Sarah Connor, the protagonist of the first two films, has died of leukaemia, leaving behind her son John (Nick Stahl), now in his twenties, who is not quite able to believe his mother’s predictions that, following an overwhelming thermonuclear strike, he will become the last hope of human survival in a war waged against machines. “It hasn’t happened, no bombs fell, computers didn’t take control”, he says in voiceover, as, interestingly, we see him help clear up the site of Ground Zero in New York. But then, fate conspires that he should run into Kate Brewster (Claire Danes), and on the same night two Terminators arrive from the future – the new model T-X (Kristana Loken), sent to eliminate John along with his future lieutenants (including Kate), and an older T-101 (Schwarzenegger), sent to protect John and Kate at all costs.

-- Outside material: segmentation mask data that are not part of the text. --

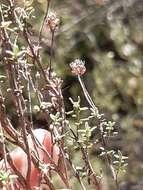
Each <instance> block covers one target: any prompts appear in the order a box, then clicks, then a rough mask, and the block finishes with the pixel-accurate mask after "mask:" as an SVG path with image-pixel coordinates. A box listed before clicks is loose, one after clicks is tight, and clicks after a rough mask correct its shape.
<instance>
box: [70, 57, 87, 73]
mask: <svg viewBox="0 0 143 190" xmlns="http://www.w3.org/2000/svg"><path fill="white" fill-rule="evenodd" d="M70 67H71V69H72V73H73V74H75V75H83V74H84V73H85V72H86V67H85V62H84V61H82V60H80V59H76V60H75V61H73V62H72V63H70Z"/></svg>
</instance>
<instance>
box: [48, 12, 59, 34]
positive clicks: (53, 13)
mask: <svg viewBox="0 0 143 190" xmlns="http://www.w3.org/2000/svg"><path fill="white" fill-rule="evenodd" d="M46 22H47V26H48V27H49V28H50V30H51V31H52V32H53V31H55V30H56V29H57V27H58V25H59V22H60V20H59V18H58V17H57V15H56V14H55V13H53V12H50V13H49V14H48V16H47V20H46Z"/></svg>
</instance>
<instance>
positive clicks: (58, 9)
mask: <svg viewBox="0 0 143 190" xmlns="http://www.w3.org/2000/svg"><path fill="white" fill-rule="evenodd" d="M17 3H19V4H20V5H21V4H23V2H22V1H18V0H17ZM29 3H30V4H31V5H32V6H33V7H34V15H35V18H36V19H35V18H33V21H31V23H29V29H30V31H31V32H32V38H31V40H32V42H33V44H36V43H37V40H38V31H39V26H40V23H41V20H42V18H43V15H44V13H45V5H46V0H33V1H31V2H30V1H29ZM50 10H52V11H54V12H56V14H57V15H58V17H59V18H60V26H59V29H58V30H57V31H56V33H55V40H54V45H53V67H54V70H55V72H56V73H57V75H58V76H60V77H61V78H62V79H63V81H64V83H63V86H62V93H63V96H64V102H65V107H66V111H70V110H71V109H72V104H71V101H70V100H69V97H72V98H73V99H74V100H77V96H80V97H81V104H82V105H84V106H87V105H88V104H87V102H86V99H85V98H84V95H83V92H82V91H81V87H80V86H79V84H78V80H77V79H76V77H75V76H73V74H72V73H71V71H70V67H69V63H71V62H72V61H73V60H74V59H76V58H80V59H82V60H85V65H86V68H87V71H86V73H85V75H84V76H83V80H84V82H85V85H86V87H87V89H88V91H89V92H90V94H91V96H92V97H93V99H94V101H95V104H96V106H97V107H98V108H99V110H100V112H102V113H104V114H105V117H106V118H107V119H109V120H114V121H115V122H116V125H115V126H116V130H117V131H118V132H119V134H118V136H117V137H115V138H113V139H112V142H110V144H109V145H108V146H109V147H110V148H111V149H114V150H117V149H121V151H122V152H123V154H124V155H126V156H128V157H129V158H128V166H127V168H126V173H122V175H121V176H120V181H121V183H120V187H121V189H122V190H128V189H129V190H141V189H142V185H143V139H142V133H143V63H142V61H143V53H142V52H143V34H142V31H143V24H142V23H143V1H142V0H126V1H125V0H121V1H117V0H105V1H104V0H72V1H70V0H68V1H67V0H62V1H61V0H56V1H54V0H53V1H52V2H51V6H50ZM33 22H34V24H33ZM50 43H51V35H50V33H49V31H48V30H47V26H46V25H44V30H43V32H42V47H43V48H42V50H41V53H42V56H41V57H42V61H43V63H44V64H45V66H46V65H47V64H48V58H49V55H50ZM33 96H34V95H33ZM6 101H7V105H8V106H9V110H8V112H9V116H10V117H11V119H12V121H13V123H14V124H15V125H16V119H15V115H14V112H13V111H12V109H13V108H12V107H11V101H10V100H9V99H7V100H6ZM33 101H36V100H35V99H34V98H33ZM35 103H36V102H35ZM33 118H34V123H35V125H36V126H37V127H43V126H44V125H45V120H44V117H43V115H40V114H37V113H36V114H35V113H34V112H33ZM96 135H98V131H95V133H93V135H92V136H93V138H96ZM99 154H100V151H98V149H97V147H96V148H95V149H94V148H93V149H92V150H91V155H92V161H93V163H94V164H95V168H98V169H100V166H101V165H102V163H101V161H99V160H98V159H96V161H95V162H94V159H95V158H96V157H98V156H99ZM74 160H75V162H76V163H79V162H80V160H79V156H78V152H77V153H76V154H75V155H74ZM103 162H104V161H103ZM103 170H105V171H106V175H105V174H104V175H105V176H104V178H105V187H104V188H105V190H108V189H109V190H110V189H114V188H113V186H112V182H110V180H109V179H110V175H109V171H108V170H106V166H105V168H103ZM73 183H75V188H76V182H74V180H73ZM76 189H77V188H76Z"/></svg>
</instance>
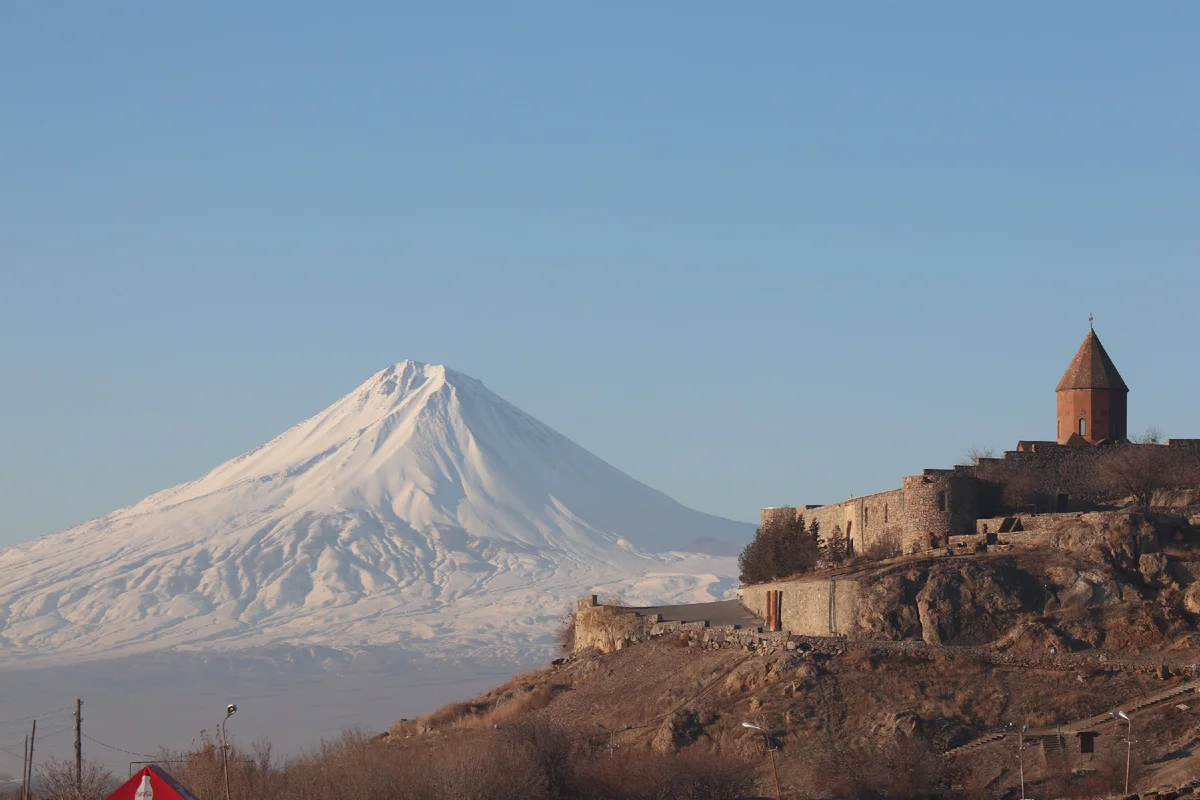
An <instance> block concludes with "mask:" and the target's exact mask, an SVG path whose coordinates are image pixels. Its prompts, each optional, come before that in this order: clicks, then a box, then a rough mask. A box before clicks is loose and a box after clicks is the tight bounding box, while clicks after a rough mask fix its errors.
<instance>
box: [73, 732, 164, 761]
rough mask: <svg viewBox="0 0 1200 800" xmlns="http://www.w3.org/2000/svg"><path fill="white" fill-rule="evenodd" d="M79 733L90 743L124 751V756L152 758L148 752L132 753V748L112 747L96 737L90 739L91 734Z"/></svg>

From here on in, if you have seen Terminator 2: Judgement Day (1991) then you already pretty much know the score. As in that film, there’s a fast-paced chase sequence involving cars, a motorbike and a truck, there’s an absurd confrontation between Schwarzenegger and the police involving thousands of bullets but no body count, and there is a climactic duel between Schwarzenegger and the upgraded Terminator. Again there is an abundance of clumsy dialogue exploring the differences and similarities between man and machine. Again there is the heavy-handed New Testament imagery, with John Connor (note those initials) having to shoulder the burden of all humankind in preparation for the holocaust known as Judgement Day.

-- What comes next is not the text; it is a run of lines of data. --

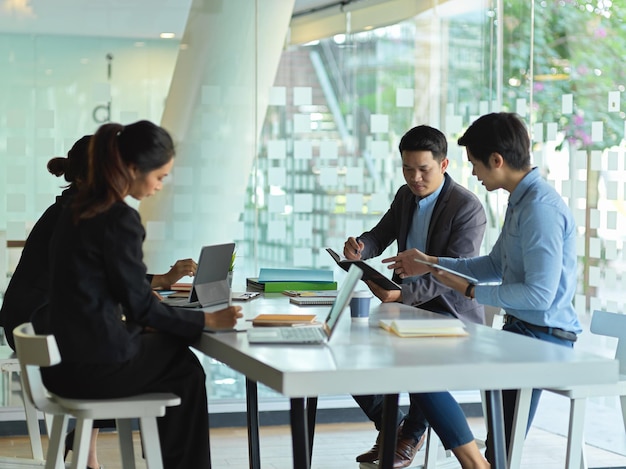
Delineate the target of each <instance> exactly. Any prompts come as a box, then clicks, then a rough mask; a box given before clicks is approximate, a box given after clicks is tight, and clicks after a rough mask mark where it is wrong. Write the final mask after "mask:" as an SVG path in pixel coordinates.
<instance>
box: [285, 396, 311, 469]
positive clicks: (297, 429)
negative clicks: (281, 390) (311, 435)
mask: <svg viewBox="0 0 626 469" xmlns="http://www.w3.org/2000/svg"><path fill="white" fill-rule="evenodd" d="M289 418H290V420H291V445H292V448H293V467H294V469H310V467H311V456H310V454H309V438H308V436H307V433H308V432H307V418H306V412H305V409H304V398H303V397H298V398H292V399H291V409H290V411H289Z"/></svg>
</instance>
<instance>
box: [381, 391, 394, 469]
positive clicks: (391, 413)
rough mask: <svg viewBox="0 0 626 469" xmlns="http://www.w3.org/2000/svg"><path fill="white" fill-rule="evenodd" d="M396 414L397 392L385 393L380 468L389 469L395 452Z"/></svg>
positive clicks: (381, 435)
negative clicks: (394, 393) (393, 393)
mask: <svg viewBox="0 0 626 469" xmlns="http://www.w3.org/2000/svg"><path fill="white" fill-rule="evenodd" d="M397 415H398V394H386V395H385V397H384V400H383V422H382V428H381V430H380V442H381V445H380V452H381V454H380V468H381V469H391V468H392V467H393V456H394V454H395V452H396V429H397V422H396V420H397V419H396V416H397Z"/></svg>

What is new, however, is a shift in gender politics – and it’s a shift backwards. Whereas the first and second films trace Sarah Connor’s conversion into a tough, independent single mother, fighting to save both her son and the human race against decidedly male cyborgs, here her son’s future leadership is threatened by a female robot, and a computer supervirus referred to by one character as ‘Pandora’s box’. T-X is made to embody many of the characteristics of (post)modern woman – she is single, independent, clever, powerful, adaptable, and uses her female assets to get the better of men (literally adjusting the size of her cleavage at will) – and so, in this deeply conservative, gynophobic film, she is presented as a fundamental danger to the established order of humanity.
Schwarzenegger’s cyborg, on the other hand, is a throwback to ‘traditional’ masculine values. In an early scene where he selects his clothes, he rejects women’s clothing as ‘inappropriate’, instead taking a male stripper’s black overcoat (as the Village People’s Macho Man plays, with a certain irony, on the soundtrack). It is only natural that the more flexible T-X (who happily disguises herself as a man when it suits her) should have rendered Schwarzenegger’s model ‘obsolete’ – but this film aims to have its audience cheer on as Arnie ultimately vanquishes this wayward female and reasserts the values of patriarchy.

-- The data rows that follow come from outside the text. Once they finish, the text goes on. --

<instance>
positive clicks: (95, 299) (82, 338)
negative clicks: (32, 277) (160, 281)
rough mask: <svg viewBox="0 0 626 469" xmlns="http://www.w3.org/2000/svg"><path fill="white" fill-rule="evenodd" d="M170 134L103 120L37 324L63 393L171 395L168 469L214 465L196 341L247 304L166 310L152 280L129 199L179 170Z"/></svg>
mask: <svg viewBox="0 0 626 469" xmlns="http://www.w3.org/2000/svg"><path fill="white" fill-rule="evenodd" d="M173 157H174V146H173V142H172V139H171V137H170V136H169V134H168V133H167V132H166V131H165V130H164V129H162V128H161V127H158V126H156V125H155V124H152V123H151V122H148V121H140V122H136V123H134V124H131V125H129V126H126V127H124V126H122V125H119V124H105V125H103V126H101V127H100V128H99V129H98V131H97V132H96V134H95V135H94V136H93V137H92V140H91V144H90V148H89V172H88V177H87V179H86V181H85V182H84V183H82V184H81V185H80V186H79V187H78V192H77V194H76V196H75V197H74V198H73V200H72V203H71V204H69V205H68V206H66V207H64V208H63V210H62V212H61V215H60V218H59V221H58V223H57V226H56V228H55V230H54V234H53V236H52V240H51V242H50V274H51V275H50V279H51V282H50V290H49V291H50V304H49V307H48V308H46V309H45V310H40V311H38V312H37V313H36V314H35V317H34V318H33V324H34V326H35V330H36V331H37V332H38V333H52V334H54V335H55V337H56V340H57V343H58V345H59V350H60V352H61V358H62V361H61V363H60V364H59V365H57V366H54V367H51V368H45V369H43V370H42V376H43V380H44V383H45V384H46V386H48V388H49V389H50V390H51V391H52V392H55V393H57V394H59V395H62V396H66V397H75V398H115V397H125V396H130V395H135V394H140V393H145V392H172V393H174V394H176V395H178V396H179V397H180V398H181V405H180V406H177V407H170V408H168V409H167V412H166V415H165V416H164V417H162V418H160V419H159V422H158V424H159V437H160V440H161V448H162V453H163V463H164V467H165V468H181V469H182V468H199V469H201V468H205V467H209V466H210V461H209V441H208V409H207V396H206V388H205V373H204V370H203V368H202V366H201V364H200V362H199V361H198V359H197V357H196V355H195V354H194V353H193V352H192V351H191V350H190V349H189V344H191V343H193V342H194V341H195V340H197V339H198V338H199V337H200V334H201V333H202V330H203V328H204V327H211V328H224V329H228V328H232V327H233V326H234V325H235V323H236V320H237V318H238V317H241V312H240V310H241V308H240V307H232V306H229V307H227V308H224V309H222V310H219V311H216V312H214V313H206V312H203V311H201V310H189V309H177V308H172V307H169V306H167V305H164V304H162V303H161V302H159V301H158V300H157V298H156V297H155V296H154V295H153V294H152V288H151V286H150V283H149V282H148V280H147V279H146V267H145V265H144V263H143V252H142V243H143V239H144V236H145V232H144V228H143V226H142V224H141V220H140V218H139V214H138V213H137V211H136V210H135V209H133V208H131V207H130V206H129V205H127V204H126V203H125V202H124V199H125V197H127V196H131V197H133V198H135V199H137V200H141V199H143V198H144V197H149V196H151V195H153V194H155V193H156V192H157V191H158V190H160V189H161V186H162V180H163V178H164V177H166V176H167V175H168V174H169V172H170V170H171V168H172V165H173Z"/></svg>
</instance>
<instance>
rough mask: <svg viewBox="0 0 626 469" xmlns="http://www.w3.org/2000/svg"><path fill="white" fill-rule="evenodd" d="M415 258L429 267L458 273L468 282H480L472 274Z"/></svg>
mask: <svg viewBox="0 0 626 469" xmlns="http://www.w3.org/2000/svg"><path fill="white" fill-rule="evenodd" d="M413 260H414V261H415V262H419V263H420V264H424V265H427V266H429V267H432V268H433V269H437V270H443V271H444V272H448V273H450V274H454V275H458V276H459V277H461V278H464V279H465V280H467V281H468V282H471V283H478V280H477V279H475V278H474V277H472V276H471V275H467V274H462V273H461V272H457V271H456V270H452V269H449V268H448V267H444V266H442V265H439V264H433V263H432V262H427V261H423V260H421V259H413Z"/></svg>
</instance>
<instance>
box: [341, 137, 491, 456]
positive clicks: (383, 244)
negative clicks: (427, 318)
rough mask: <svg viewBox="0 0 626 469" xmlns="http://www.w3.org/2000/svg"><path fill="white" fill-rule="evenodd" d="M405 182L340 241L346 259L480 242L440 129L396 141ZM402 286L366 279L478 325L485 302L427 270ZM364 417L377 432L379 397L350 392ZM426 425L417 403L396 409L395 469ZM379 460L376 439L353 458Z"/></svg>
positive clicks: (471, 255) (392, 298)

Terminator 3 leaves us with a world where John will become leader and male hegemony will be restored – and while there is still room in this new world for a powerful woman like Kate (who John says reminds him of his mother), she will be redefined as John Connor’s wife, and will always be only second in command to him.
Which goes to prove that just because terminators are constructed, they are not always reconstructed.